A. Serial coronal PET images at 4, 24, and 48 h post-injection of 64Cu-NOTA-TRC105. Tumors are indicated by arrowheads. B. Time-activity curves of tumor, liver, blood, and muscle after intravenous injection of 64Cu-NOTA-TRC105 into 4T1 tumor-bearing mice (n = 3) C. Representative PET/CT images of 64Cu-NOTA-TRC105 in 4T1 tumor-bearing mice at 48 h post-injection. D. Comparison of the 4T1 tumor uptake of 64Cu-NOTA-TRC105 and 64Cu-DOTA-TRC105. *: P<0.05.

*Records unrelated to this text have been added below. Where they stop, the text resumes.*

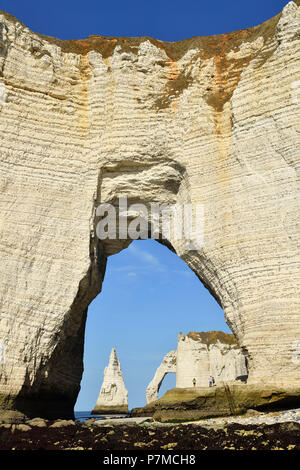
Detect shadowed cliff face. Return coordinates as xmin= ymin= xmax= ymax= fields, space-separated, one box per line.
xmin=0 ymin=2 xmax=300 ymax=416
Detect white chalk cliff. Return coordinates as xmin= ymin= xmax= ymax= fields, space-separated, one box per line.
xmin=92 ymin=348 xmax=128 ymax=414
xmin=146 ymin=331 xmax=248 ymax=404
xmin=176 ymin=331 xmax=248 ymax=388
xmin=146 ymin=350 xmax=176 ymax=404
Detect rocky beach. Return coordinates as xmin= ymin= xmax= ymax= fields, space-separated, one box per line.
xmin=0 ymin=408 xmax=300 ymax=451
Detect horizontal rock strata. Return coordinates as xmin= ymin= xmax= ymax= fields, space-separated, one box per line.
xmin=131 ymin=383 xmax=300 ymax=422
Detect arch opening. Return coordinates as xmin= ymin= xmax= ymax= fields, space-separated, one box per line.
xmin=75 ymin=240 xmax=231 ymax=411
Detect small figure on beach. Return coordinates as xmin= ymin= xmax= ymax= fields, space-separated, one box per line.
xmin=208 ymin=375 xmax=215 ymax=387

https://doi.org/10.1371/journal.pone.0028005.g003

Comparing the two TRC105-based tracers, tumor uptake of 64Cu-NOTA-TRC105 increased over time while that of 64Cu-DOTA-TRC105 peaked at 24 h p.i. and slightly decreased at 48 h p.i. At the 48 h time point, the difference between tumor uptake of the two tracers was statistically significant (P<0.05; n = 3; Figure 3D).

Biodistribution Studies

Following the terminal PET scans at 48 h p.i., all mice were euthanized for biodistribution studies. In addition, a separate group of three mice were injected with 64Cu-NOTA-TRC105 and euthanized at 24 h p.i. for biodistribution studies (Figure 4A). The uptake of 64Cu-NOTA-TRC105 in the liver and spleen was significantly lower than that of 64Cu-DOTA-TRC105 at 24 h p.i., while the radioactivity in the blood pool showed an opposite trend, suggesting significantly better in vivo stability and prolonged circulation half-life of 64Cu-NOTA-TRC105. Uptake of 64Cu-NOTA-TRC105 in all tissues (except blood) was lower than that in the 4T1 tumor at 24 h p.i. However, the 4T1 tumor uptake of the two tracers was similar at 24 h p.i., based on both region-of-interest (ROI) analysis of PET data and biodistribution results.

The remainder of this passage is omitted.